To be fair, however, it does include many things home users look for in a NAS server, including the ability to work as a media-streaming server, and an FTP and Web server. It supports Time Machine backup, and it has the ability to share photos and host blogs over the Internet. However, all of its advanced features require a little networking know-how to figure out. Home users can only set the server up as a simple network storage device that hosts streamable content.
The server's Web interface could also be more responsive and intuitive. We noticed that the server requires some sort of "soft" restart when changes are applied. For example, when we added a new user, the server stopped serving data when the new user account was being created. We call it a "soft" restart because during this time, the Web interface was still working like normal. It seems that the server restarts certain or all of its services when changes to its settings are applied. This could be a nuisance when a backup is being done or a large amount of data is being transferred to or from the server.
The DNS-325 supports external hard drives formatted in either NTFS or FAT 32. Once plugged in, the content of the hard drive will be shared immediately as one volume, similar to that of the server's internal storage. The admin user then can restrict other users' access to this share; the admin can grant full access (read/write), read-only access, or no access at all. The external hard drive can also be used as a backup destination of the server's internal storage. This is a good feature, especially if you use the server in RAID 0 configuration.
Other than that, the server also allows for backing up its data to other network storage devices, such as another NAS or a computer.
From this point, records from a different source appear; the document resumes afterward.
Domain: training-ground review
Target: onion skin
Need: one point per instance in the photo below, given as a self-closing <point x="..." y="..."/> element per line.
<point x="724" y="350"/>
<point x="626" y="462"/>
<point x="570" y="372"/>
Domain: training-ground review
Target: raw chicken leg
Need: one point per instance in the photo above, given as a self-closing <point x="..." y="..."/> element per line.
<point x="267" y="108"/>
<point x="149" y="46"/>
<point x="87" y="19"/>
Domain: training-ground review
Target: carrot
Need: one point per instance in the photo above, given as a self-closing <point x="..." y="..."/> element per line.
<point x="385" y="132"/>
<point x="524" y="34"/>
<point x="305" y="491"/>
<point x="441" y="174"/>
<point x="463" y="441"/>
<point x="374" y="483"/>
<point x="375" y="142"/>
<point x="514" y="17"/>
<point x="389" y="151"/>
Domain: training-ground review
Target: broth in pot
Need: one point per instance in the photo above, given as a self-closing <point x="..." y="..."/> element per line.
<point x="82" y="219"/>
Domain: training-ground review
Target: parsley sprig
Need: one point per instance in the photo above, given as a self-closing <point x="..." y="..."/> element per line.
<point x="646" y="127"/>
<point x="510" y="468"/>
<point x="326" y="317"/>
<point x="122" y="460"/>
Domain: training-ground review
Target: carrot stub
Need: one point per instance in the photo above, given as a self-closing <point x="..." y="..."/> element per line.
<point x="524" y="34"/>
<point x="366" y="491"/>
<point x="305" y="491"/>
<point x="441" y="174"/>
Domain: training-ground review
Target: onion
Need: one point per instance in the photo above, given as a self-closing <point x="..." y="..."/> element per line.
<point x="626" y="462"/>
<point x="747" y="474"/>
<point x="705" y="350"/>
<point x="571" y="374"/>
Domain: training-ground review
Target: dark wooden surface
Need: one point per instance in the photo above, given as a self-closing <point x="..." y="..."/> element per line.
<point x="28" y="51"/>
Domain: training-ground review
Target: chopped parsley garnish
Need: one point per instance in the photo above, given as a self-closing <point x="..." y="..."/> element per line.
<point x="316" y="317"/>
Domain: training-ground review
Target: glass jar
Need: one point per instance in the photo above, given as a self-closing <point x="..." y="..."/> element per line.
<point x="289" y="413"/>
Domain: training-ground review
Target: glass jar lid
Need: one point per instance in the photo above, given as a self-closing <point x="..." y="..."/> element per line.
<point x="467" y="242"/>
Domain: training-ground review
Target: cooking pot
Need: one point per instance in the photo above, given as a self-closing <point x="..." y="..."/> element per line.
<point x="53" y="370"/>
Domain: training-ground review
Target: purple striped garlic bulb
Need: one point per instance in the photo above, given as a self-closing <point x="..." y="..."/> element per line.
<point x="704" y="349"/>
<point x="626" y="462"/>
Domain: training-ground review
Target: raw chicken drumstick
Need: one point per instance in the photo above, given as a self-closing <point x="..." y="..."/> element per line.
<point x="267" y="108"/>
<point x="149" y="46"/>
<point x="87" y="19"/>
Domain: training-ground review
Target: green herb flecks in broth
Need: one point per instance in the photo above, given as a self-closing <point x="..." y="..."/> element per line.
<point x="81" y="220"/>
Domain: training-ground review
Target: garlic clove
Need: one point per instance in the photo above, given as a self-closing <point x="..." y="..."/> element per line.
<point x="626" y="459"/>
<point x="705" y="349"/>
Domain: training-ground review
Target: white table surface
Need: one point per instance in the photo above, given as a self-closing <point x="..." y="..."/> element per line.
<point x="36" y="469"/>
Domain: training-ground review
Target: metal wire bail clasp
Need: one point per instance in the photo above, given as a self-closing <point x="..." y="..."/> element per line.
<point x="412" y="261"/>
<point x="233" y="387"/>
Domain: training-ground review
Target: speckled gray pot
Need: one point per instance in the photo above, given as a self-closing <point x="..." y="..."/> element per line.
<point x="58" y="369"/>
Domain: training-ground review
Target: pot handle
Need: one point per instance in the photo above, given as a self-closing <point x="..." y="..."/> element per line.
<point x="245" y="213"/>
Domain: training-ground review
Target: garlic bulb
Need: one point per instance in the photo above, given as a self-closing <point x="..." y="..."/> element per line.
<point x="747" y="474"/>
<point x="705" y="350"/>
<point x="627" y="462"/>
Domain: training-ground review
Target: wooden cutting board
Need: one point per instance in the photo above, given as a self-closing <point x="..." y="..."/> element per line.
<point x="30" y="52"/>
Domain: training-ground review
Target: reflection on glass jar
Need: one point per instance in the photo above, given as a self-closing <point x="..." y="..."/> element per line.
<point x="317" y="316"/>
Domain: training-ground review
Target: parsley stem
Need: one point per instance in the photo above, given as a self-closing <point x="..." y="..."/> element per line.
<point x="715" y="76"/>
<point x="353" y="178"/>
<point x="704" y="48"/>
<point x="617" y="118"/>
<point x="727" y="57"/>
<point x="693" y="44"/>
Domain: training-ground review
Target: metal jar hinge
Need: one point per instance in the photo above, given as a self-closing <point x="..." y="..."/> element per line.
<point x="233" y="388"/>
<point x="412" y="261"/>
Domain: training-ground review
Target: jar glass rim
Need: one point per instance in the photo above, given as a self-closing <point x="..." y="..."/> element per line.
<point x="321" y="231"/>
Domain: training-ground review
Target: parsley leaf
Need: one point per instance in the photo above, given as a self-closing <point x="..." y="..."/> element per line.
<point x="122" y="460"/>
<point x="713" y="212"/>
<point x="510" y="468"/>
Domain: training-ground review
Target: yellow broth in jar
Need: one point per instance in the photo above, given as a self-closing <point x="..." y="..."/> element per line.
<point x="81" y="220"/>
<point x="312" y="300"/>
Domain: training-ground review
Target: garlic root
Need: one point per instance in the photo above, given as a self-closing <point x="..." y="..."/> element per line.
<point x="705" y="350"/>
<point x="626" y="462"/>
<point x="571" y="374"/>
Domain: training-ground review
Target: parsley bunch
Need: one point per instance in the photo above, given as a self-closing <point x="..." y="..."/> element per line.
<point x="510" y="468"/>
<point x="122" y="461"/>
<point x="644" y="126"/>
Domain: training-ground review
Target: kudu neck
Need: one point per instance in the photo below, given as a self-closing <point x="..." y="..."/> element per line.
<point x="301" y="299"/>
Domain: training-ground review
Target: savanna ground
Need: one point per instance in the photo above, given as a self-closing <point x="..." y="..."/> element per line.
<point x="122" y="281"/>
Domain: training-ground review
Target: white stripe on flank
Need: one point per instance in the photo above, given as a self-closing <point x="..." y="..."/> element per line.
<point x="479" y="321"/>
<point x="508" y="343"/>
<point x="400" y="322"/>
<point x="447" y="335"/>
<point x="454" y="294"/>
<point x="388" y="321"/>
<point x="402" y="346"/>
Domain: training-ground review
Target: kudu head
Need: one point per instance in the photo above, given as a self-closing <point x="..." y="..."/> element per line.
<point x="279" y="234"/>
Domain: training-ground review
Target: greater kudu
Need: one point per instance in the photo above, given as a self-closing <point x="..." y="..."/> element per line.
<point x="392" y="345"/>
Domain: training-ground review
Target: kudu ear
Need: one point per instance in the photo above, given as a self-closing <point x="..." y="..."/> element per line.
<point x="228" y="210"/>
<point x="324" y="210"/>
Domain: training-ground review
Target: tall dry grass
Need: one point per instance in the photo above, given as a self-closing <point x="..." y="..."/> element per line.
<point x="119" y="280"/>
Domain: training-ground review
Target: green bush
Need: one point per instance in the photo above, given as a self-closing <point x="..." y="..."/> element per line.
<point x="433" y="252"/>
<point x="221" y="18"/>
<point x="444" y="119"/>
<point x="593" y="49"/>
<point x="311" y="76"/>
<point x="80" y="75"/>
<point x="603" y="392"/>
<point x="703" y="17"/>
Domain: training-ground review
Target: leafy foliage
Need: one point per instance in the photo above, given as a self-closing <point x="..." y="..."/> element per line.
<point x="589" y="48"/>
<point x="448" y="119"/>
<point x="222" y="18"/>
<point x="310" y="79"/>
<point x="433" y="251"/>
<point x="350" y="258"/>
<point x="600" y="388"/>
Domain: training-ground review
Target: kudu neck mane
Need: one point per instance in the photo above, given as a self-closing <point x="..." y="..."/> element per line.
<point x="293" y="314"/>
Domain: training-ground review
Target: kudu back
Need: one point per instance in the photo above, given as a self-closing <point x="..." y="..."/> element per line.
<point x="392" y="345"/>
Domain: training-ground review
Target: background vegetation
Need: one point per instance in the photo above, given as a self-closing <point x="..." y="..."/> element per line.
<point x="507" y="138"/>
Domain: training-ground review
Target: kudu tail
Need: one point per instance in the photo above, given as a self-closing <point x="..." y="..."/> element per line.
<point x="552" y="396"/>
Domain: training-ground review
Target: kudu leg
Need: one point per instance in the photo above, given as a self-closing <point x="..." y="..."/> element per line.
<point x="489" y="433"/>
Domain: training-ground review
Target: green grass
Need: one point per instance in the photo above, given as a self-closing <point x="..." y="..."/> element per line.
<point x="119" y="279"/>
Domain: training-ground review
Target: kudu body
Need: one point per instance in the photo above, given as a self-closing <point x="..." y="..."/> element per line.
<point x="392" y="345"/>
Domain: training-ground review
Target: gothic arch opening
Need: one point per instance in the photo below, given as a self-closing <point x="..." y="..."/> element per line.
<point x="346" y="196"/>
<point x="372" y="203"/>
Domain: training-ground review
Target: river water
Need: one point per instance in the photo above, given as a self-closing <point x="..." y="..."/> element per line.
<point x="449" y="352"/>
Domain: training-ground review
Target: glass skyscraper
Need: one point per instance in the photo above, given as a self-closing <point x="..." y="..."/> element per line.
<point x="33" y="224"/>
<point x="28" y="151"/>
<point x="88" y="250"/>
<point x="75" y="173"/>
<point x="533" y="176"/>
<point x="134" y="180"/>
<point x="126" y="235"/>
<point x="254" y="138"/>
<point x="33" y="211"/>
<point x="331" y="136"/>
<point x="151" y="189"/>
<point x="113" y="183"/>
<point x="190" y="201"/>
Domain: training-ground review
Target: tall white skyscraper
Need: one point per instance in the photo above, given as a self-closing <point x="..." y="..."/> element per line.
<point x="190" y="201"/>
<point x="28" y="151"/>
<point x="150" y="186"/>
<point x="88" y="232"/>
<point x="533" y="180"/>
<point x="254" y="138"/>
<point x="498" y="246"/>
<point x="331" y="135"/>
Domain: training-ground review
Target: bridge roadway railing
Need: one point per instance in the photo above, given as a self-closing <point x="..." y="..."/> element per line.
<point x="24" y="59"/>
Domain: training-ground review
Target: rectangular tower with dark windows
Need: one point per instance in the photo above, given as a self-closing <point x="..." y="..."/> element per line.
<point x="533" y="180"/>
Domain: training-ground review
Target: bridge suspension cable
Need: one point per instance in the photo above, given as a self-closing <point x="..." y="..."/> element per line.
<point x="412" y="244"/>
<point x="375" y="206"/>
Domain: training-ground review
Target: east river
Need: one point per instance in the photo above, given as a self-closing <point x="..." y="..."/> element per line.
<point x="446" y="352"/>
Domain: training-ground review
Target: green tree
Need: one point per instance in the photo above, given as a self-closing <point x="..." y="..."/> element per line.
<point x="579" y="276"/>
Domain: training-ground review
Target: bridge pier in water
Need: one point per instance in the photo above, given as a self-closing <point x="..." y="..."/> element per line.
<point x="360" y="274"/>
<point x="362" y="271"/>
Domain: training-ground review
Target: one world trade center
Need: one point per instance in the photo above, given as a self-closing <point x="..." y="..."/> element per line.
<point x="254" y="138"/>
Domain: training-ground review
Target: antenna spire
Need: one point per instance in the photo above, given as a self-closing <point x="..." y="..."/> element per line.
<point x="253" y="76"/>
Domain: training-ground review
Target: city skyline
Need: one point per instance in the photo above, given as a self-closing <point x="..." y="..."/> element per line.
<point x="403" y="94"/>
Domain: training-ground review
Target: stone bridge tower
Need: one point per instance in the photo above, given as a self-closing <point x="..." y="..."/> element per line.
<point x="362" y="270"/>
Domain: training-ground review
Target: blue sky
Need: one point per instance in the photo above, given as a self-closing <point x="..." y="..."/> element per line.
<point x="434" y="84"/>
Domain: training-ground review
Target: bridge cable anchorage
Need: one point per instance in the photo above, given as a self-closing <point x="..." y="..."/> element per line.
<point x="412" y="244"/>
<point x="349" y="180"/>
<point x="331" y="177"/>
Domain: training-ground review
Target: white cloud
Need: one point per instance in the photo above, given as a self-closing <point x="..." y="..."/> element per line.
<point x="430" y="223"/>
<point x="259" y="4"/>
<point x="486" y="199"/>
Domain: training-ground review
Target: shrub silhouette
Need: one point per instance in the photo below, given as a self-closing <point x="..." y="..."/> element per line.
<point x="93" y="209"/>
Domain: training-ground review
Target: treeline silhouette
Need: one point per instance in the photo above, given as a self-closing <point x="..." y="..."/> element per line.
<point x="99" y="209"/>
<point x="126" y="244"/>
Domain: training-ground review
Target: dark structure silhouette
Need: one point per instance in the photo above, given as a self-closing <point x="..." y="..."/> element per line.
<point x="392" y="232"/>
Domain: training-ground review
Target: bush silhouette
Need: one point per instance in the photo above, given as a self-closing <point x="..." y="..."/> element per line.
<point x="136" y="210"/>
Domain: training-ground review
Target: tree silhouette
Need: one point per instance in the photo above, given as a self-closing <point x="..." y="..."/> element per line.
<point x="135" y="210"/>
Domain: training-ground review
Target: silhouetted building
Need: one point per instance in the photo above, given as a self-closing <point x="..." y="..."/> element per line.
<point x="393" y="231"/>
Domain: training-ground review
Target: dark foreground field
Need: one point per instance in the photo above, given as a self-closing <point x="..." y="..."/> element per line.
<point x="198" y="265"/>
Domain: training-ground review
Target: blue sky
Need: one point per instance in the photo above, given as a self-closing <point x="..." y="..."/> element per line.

Despite a few shortcomings, the ShareCenter DNS-325 shines where it matters the most: performance. It was one of the fastest among dual-bay NAS servers we've reviewed. Compared with higher-end servers, such as the Synology DS1511+ , however, it was still behind. Nonetheless, we were very happy about its throughput performance.
In our test via Gigabit Ethernet, the DNS-325 registered 32.6MBps and 70.5MBps for write and reading, respectively, with RAID 1 setup. These numbers are noticeably higher than those of a USB 2.0 external hard drive. RAID 1, or mirror, is a setup that favors data safety over the amount of storage space and performance.
In RAID 0, which is a setup that's optimized for high performance and maximum storage space at the expense of data safety, the server did even better with 36.7MBps for writing and 82.7MBps for reading.
The server gets rather warm after working for an extended amount of time, but within an acceptable level among NAS servers. It's recommended to leave it in an open, well-ventilated space.
(Longer bars indicate better performance)
Service and support
D-Link backs the ShareCenter DNS-325 with a three-year warranty, which is very good for a NAS server. There's good support information on the company's Web site, including downloads, FAQs, and a searchable knowledgebase. D-link's technical support phone line is also available 24-7.
We loved the ShareCenter DNS-325's fast performance, but we were let down by its lack of features and the lackluster Web interface. Nonetheless, the server will make a very good workhorse home network storage device that can also serve digital content to network streamers.